RbrA, a cyanobacterial rubrerythrin, functions as a FNR-dependent peroxidase in heterocysts in protection of nitrogenase from damage by hydrogen peroxide in Anabaena sp. PCC 7120

The heterocyst is a specialized cell for nitrogen fixation in some filamentous cyanobacteria. Here we report that a rubrerythrin (RbrA) from Anabaena sp. PCC 7120 functions as a peroxidase in heterocysts and plays an important role in protection of nitrogenase. The electron donor for RbrA in H₂O₂ reduction is NADPH and the electron transfer from NADPH to RbrA depends on ferredoxin:NADP⁺ oxidoreductase. A rbrA mutant (r27) grew much more slowly than the wild type under diazotrophic conditions. Its nitrogenase activity measured in air was only 8% of that measured under anoxic conditions.

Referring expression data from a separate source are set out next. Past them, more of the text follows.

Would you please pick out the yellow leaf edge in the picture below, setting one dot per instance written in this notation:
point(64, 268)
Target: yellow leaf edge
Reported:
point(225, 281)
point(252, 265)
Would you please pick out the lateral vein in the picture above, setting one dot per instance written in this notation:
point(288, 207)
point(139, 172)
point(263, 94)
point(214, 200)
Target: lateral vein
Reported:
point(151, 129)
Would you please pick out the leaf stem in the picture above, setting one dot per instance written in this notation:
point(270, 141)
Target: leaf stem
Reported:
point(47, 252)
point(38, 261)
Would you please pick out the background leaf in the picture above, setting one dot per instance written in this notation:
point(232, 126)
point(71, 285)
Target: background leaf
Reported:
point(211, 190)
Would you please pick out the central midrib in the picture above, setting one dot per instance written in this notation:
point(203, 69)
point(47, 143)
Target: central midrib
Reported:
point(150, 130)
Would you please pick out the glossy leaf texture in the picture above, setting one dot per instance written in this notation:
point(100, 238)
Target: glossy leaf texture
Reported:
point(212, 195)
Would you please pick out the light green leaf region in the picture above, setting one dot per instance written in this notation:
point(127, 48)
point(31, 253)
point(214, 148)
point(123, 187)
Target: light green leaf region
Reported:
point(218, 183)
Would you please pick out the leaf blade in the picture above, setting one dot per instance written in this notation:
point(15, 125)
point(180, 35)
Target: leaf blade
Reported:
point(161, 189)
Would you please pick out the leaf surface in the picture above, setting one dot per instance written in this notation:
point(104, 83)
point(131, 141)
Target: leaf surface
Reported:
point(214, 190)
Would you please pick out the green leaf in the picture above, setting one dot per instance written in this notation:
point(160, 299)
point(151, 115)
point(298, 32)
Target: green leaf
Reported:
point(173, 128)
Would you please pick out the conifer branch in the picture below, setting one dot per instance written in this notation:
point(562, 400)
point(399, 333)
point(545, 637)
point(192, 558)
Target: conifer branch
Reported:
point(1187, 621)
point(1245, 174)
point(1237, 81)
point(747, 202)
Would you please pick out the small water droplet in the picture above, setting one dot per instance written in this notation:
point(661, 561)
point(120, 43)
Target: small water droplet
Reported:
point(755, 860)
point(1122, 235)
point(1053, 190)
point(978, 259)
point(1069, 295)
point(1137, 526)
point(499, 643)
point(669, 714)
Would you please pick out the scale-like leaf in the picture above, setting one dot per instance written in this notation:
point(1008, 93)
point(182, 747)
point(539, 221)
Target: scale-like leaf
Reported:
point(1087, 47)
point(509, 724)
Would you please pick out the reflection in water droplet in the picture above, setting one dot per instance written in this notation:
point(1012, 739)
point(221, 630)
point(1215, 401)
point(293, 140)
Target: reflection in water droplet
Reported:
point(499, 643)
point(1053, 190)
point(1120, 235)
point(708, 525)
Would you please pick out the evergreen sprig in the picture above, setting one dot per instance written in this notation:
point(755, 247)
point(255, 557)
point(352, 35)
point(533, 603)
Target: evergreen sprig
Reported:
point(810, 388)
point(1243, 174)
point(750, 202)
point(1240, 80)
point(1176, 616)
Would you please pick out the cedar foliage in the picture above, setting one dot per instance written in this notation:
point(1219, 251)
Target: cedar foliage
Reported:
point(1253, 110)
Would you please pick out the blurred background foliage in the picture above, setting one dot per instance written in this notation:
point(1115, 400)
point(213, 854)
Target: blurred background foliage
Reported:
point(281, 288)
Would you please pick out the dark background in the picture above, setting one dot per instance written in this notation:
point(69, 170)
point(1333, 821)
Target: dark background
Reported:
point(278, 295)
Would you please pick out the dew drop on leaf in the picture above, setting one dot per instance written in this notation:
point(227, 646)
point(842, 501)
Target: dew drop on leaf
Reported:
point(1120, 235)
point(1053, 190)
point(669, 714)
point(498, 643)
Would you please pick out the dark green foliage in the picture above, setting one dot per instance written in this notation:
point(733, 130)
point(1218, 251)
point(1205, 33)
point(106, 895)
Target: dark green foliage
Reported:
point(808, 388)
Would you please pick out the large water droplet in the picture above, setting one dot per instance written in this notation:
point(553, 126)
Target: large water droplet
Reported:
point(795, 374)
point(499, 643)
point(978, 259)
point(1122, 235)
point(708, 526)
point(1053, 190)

Staining r27 filaments with 2′,7′-dichlorodihydrofluorescein diacetate indicated that heterocysts had a higher H₂O₂ concentration than the vegetative cells. The expression of rbrA was controlled by two promoters and the promoter for the smaller transcript was regulated by HetR. Spatial expression of rbrA was studied and the results showed that the transcription is localized predominantly in heterocysts. In a mutant lacking nifH and rbrA, the H ₂O₂ concentration in heterocysts was lower than that in the vegetative cells, suggesting that NifH is involved in H₂O ₂ generation. Our results demonstrate that RbrA is a critical enzyme for H₂O₂ decomposition and provide evidence that nitrogenase autoprotection is important in heterocysts.